Eternally with vodka or wheatgrass in hand, Nathan (Oscar Isaac), a straight-talking genius millionaire, drunkenly admires his art piece, a graffiti-looking masterpiece by painter Jackson Pollock. The challenge of the painter, he says, was to not be intimidated by the repercussions of his actions while also allowing his subconscious to control his movements. Quiet intellectual coder, Caleb (Domhnall Gleeson) who won a stay at Nathan’s eclectic wilderness house, agrees as usual, but this time it goes beyond the polite behavior of a guest.
Their discussion cheekily applies a double meaning to the film itself. Even small, humanizing characterizations, like Nathan’s party-animal tendencies and Caleb’s orphanhood, resurface to play pivotal roles in the plot itself.
The simple plot is divided neatly by title-frames that number the scenes into encounters, with each consisting of Caleb’s witty interactions with the lifelike robot, Ava (Alicia Vikander). The chapter-like divisions hint at the writer-director’s background as a novelist.
As both the writer and director, Alex Garland rightly calls his film an “ideas movie”– ideas which he modestly says he “encountered through reading or sort of studying in one way or another.”
His script deftly builds conversations with the non-human, which peeks at precisely what it means to be human. While the plot itself is uncomplicated, its inferences and interpretability are profound. The film surprises with unexpected, bubbling twists that mock the plot’s simplicity.

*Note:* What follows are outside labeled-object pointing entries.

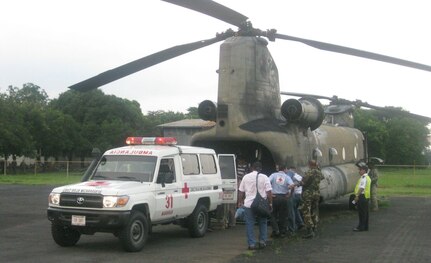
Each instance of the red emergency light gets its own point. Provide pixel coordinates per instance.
(151, 141)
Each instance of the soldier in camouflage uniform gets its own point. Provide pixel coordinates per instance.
(374, 176)
(310, 198)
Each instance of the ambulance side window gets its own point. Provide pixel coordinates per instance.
(190, 163)
(166, 171)
(208, 164)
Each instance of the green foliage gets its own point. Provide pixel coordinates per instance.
(72, 124)
(105, 121)
(404, 181)
(397, 140)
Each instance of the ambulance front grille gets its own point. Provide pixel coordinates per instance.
(81, 200)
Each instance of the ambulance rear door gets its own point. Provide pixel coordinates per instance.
(229, 178)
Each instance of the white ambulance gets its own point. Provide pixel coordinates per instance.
(151, 181)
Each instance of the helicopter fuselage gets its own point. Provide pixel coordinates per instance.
(250, 122)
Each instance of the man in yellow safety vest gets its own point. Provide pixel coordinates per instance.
(362, 197)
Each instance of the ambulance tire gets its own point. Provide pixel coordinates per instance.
(198, 221)
(64, 236)
(135, 234)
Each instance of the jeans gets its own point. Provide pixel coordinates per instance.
(297, 199)
(291, 223)
(250, 220)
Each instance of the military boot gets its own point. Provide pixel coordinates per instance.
(309, 233)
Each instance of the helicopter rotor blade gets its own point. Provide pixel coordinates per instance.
(359, 103)
(296, 94)
(354, 52)
(213, 9)
(142, 63)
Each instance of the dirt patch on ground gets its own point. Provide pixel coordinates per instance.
(398, 232)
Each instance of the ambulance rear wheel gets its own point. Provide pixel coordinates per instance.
(135, 234)
(64, 236)
(198, 221)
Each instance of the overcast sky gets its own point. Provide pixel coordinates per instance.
(55, 44)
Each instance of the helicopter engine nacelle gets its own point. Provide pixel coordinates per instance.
(207, 110)
(307, 112)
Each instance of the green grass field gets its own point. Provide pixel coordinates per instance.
(404, 181)
(392, 181)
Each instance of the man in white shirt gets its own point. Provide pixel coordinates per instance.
(247, 193)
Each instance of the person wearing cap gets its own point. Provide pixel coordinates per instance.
(310, 197)
(374, 176)
(247, 193)
(362, 196)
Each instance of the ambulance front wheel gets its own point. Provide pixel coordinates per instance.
(198, 221)
(135, 234)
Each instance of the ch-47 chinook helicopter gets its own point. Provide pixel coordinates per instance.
(249, 117)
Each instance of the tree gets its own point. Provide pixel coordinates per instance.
(396, 139)
(105, 120)
(368, 122)
(408, 141)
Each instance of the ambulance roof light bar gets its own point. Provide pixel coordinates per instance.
(151, 141)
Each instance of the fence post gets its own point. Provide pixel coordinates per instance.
(67, 169)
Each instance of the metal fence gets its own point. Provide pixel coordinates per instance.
(36, 167)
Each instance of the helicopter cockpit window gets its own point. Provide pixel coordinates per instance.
(125, 168)
(332, 153)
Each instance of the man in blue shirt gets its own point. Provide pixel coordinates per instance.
(281, 185)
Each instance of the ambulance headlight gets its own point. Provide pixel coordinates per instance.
(115, 201)
(54, 199)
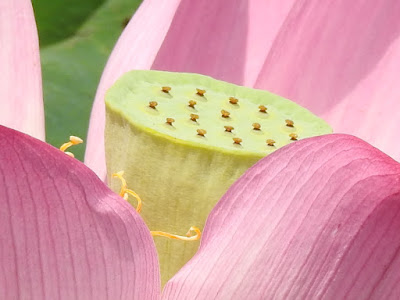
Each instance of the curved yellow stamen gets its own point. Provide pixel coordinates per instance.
(125, 192)
(188, 236)
(73, 140)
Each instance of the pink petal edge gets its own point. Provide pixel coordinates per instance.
(316, 219)
(63, 233)
(341, 60)
(135, 49)
(20, 77)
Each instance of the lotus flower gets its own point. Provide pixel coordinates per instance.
(316, 219)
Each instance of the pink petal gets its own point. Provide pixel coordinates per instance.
(341, 60)
(317, 219)
(136, 49)
(221, 38)
(63, 233)
(21, 99)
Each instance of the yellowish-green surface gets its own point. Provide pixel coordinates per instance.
(179, 174)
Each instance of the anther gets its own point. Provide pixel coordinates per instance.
(192, 103)
(188, 237)
(225, 114)
(270, 142)
(200, 92)
(73, 140)
(166, 89)
(228, 128)
(169, 121)
(237, 141)
(293, 136)
(125, 192)
(289, 123)
(201, 132)
(194, 117)
(263, 109)
(153, 104)
(233, 100)
(256, 126)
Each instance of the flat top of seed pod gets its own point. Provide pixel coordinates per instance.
(148, 99)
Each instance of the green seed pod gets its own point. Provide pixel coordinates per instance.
(181, 167)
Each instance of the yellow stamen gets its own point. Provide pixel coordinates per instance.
(293, 136)
(194, 117)
(228, 128)
(125, 192)
(225, 114)
(153, 104)
(270, 142)
(188, 236)
(262, 108)
(166, 89)
(237, 141)
(73, 140)
(169, 121)
(200, 92)
(201, 132)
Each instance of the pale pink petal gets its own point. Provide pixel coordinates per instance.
(341, 59)
(318, 219)
(136, 49)
(21, 102)
(63, 233)
(225, 39)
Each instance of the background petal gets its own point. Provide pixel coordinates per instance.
(136, 49)
(316, 219)
(341, 59)
(20, 77)
(63, 234)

It explores timeless themes like the blind trust of fake love and employee-employer pressure. It questions the treatment of automated life forms as disposable and parodies the lone-partier attitude and self-absorption of the Silicon Valley elite.
To both alleviate and intensify the difficulty of these questions, the film triggers uncomfortable laughs in strategically wrong places. Menacing actions are accompanied by childlike smiles; sadistic glares are contrasted by relaxing words.
Though unsubtle in its commentaries, “Ex Machina“ glows in its believable questioning on the future of automated intelligence. Unconfined by the limited set space within Nathan’s eclectic, streamlined laboratory home, it tackles hard questions like the morality, sexuality and self-awareness of sentient machines.